In truth it had put both husband and wife into a position of some difficulty. For while, on the one hand, they were delighted at this opportunity of getting “the one too many” off their hands for a time, yet there were the opinions of their neighbors to be considered; and the tide of public feeling had set in strongly against the lady in black.

If her hair had been dark instead of fair, it would have made all the difference. The beauty which goes with brown hair and a more or less dark complexion is not so startling, not so sensational, as the loveliness of pink and white and gold which made Mrs. Dale so conspicuous. If again, she had not been in mourning, and such pretty mourning, they would have been readier to make allowance for her eccentricities. But the knowing ones had begun to discover that there were discrepancies in her attire, that her mourning was either too deep for diamond rings to be permissible, or not deep enough for the heavy black veil she wore.

So that, in short, it was now almost universally admitted that this person with the too showy carriage and horses, and the dangerously pretty face, was an individual to be avoided, and it was decided that her reluctance to enter the best society of the place, when that society had held out its uninviting arms to her, arose from a wholesome fear that the wise women of the place would “find her out.”

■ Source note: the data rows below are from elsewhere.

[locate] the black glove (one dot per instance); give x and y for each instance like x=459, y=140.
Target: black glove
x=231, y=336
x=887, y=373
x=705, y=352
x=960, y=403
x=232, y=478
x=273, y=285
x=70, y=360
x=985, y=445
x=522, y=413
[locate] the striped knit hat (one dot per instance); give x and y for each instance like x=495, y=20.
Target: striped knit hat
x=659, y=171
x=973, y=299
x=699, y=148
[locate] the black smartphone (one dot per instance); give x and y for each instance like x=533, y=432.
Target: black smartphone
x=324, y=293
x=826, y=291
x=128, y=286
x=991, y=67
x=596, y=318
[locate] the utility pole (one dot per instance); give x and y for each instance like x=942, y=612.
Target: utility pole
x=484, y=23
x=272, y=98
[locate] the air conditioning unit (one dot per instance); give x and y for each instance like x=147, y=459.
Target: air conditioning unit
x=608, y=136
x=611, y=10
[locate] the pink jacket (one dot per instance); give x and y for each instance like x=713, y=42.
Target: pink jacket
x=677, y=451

Mr. Rose read Mrs. Dale’s note twice through, very slowly, as if trying to discover hidden meanings in its simple words. Then he looked at his wife, who was watching him rather anxiously.

“Well, my dear, and what do you think?” asked he.

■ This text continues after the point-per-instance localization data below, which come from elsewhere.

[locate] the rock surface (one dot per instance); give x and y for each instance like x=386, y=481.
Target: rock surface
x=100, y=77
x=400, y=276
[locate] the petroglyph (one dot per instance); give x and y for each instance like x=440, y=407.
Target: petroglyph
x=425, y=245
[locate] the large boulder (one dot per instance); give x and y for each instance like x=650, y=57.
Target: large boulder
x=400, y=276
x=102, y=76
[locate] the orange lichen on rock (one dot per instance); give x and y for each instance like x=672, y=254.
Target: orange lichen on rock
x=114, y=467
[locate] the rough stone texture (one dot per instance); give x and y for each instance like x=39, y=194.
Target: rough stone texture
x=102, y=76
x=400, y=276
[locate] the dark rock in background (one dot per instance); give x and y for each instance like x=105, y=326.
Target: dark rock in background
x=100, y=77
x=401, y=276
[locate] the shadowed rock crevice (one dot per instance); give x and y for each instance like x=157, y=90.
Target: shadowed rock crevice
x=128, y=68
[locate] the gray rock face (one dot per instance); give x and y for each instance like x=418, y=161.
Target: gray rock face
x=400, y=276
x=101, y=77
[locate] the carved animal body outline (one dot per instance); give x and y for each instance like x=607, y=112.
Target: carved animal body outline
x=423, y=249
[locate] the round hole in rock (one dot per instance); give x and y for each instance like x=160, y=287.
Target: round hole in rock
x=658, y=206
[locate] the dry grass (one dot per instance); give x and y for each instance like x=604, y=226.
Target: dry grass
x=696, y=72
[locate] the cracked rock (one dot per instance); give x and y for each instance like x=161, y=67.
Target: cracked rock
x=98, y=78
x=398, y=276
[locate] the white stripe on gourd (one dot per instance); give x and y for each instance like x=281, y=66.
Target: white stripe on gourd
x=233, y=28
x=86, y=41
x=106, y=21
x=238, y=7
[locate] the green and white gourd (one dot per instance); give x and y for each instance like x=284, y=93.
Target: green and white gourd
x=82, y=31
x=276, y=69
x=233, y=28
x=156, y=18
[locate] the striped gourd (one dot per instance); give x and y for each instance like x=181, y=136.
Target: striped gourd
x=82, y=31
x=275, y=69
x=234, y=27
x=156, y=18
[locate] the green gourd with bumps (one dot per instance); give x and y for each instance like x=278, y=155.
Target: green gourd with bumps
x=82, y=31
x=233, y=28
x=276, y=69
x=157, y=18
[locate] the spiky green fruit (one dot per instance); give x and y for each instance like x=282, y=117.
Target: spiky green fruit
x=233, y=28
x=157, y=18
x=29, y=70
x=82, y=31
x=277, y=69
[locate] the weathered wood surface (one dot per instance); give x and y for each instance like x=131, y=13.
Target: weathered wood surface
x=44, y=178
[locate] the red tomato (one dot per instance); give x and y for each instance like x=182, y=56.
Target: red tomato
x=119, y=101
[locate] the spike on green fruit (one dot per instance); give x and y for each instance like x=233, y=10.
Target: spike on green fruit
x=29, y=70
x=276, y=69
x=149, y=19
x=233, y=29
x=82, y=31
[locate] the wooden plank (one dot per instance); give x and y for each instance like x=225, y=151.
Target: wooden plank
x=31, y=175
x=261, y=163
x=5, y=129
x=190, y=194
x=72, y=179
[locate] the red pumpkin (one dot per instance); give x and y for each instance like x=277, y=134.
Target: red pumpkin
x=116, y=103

It pleased him to ask her opinion thus on most things, not that he ever had any intention of heeding her wishes in preference to his own, but in the hope that she would express some modest inclination one way or the other, to give him an impetus in the opposite direction.

“I think, dear, that it would hardly do,” murmured the lady, hoping that for once her husband would fall in with her views. “You must have heard the way in which people talk about this Mrs. Dale, so that it would be thought very strange if we let Mabin stay with her. Don’t you think it was rather underhand of her to get hold of the child this afternoon?”

“Underhand! Certainly not,” replied Mr. Rose with decision. “The most natural thing in the world, considering how kind she was to the girl at the time of her accident. And as for the talk of the place, why, if you listened to all the old women say you would never go outside your door for fear your neighbors should think you were going to steal their hens!”

There was a pause. She would not irritate him by another remark. So he presently went on:

“I suppose you think the Vicar’s wife would scold you?”